O Comando Central dos Estados Unidos anunciou nesta segunda-feira, 13, novos ataques contra o Irã, sob ordens do presidente Donald Trump.
“O Comando Central dos EUA iniciou a terceira noite consecutiva de ataques contra o Irã, sob a orientação do Comandante-em-Chefe”, escreveu o comando militar no X, antigo Twitter. “Esses ataques continuarão a impor um alto custo às forças iranianas e a reduzir sua capacidade de atacar civis inocentes e embarcações comerciais no Estreito de Ormuz.
Segundo uma fonte militar ouvidas pela rede americana CNN, entre os alvos estão sistemas de vigilância e instalações ligadas às operações de drones e mísseis.
Mais cedo, em entrevista ao radialista conservador Hugh Hewitt, Trump sugeriu que os EUA estão monitorando de perto alvos iranianos, mas evitou discutir detalhes operacionais.
“Vamos atingi-los com força total hoje à noite e vamos atingi-los com força amanhã”, disse o presidente.
Hewitt perguntou se as forças armadas dos EUA ou de Israel sabiam a localização da liderança militar iraniana restante e se poderiam atacá-la; Trump respondeu: “Sim, eu sei, mas não queremos falar sobre isso. Mas certamente estamos monitorando”.
Os ataques renovados seguem a decisão de Trump de tomar controle do Estreito de Ormuz e cobrar uma taxa de 20% sobre todas as cargas que forem transportadas pela via.
Em entrevista à emissora americana Fox News, o ocupante do Salão oval disse que Washington atuará como “guardiã do estreito” e, apesar dele se opor veementemente à ideia de Teerã de passar a cobrar taxas das embarcações que transitam pela rota, afirmou que pretende cobrar um “pedágio” caso o plano se concretize.
De acordo com o presidente dos Estados Unidos, lideranças do Irã participaram de negociações com enviados americanos, uma reunião de 11 horas onde “tudo havia sido acordado” — mas que, depois, segundo ele, começaram a exigir mudanças. Sobre a retomada de hostilidades, Trump garantiu que Teerã está levando uma “surra” na guerra.

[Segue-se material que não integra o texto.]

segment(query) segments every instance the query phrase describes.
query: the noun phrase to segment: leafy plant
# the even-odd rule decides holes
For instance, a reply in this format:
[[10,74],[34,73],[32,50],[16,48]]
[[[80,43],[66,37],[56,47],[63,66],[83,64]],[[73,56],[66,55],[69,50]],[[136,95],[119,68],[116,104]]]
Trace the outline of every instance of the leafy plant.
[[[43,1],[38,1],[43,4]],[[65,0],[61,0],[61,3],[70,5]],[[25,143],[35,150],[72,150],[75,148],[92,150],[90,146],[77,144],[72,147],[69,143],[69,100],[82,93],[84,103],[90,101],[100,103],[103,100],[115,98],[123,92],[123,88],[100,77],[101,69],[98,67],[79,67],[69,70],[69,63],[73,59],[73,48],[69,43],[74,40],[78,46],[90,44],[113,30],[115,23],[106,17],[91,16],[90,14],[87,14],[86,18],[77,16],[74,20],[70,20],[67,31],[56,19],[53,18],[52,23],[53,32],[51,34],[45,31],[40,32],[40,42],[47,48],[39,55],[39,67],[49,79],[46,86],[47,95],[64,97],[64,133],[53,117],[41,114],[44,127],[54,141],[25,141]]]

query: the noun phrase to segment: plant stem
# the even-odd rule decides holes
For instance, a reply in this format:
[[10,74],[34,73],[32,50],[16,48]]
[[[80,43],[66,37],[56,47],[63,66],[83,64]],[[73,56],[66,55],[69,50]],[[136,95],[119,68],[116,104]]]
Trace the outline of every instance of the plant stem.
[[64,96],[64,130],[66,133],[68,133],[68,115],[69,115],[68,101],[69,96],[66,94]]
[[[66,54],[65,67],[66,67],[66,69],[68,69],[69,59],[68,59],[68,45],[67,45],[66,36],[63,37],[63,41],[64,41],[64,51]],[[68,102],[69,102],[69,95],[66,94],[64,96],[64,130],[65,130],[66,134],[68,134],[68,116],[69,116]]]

Em resposta, o principal comando militar conjunto do Irã, o Quartel-General Central Khatam al-Anbiya, afirmou que o país não permitirá que Washington interfira na gestão do Estreito de Ormuz. Em vídeo, um porta- voz afirmou que qualquer tentativa americana de organizar a passagem pelo estreito fora das rotas designadas por Teerã e sem coordenação com as forças armadas iranianas enfrentará forte resistência.
Fechamento de Ormuz
A retomada das hostilidades no fim de semana e o anúncio iraniano de um novo bloqueio na rota marítima, estratégica para o comércio mundial de combustíveis, provocaram um aumento de mais de 4% no preço do petróleo. Nesta segunda, as forças americanas no Oriente Médio disseram ter atingido “sistemas iranianos de defesa aérea militar, unidades de radar na costa, capacidades de mísseis e drones e barcos pequenos”, ações que pretendiam impedir a república islâmica de bloquear a passagem pelo estreito.
No entanto, a autoridade iraniana responsável por Ormuz declarou publicamente o fechamento do estreito nesta segunda-feira, citando ações militares americanas como motivo.
“Devido a ações hostis recentes das forças dos estados Unidos, a passagem pelo Estreito de Ormuz é atualmente inviável. Assim que a estabilidade e a calma forem restauradas, todas as solicitações serão analisadas de acordo com o cronograma previsto, e o processo de permissão será retomado”, afirmou a Autoridade do Estreito do Golfo Pérsico (PGSA) em comunicado.
“Lembramos que a única maneira de obter uma permissão de passagem é através do nosso site”, continuou o comunicado.
Acordo em xeque
Enquanto isso, a Guarda Revolucionária Islâmica, o exército ideológico do Irã, anunciou em seguida que atacou a Base Aérea Príncipe Hassan, na Jordânia, um centro de comando de drones militares no Bahrein e duas bases aéreas no Kuwait, de acordo com IRNA. Os iranianos também reivindicaram ataques contra instalações americanas em Omã. No domingo, foram relatados ataques contra bases americanas no Catar.
O Exército do Kuwait confirmou nesta segunda-feira que precisou responder a “objetos aéreos hostis” lançados contra seu território.
A retomada de disparos parte a parte, que ocorreu na última segunda-feira e desde então escalou, mina o memorando de entendimento para acabar com a guerra, que abalou a economia global. Estados Unidos e Irã assinaram, em 17 de junho, um protocolo de acordo que previa 60 dias de trégua para negociar o fim permanente da guerra no Oriente Médio, iniciada em 28 de fevereiro por um ataque conjunto israelo-americano contra o território iraniano.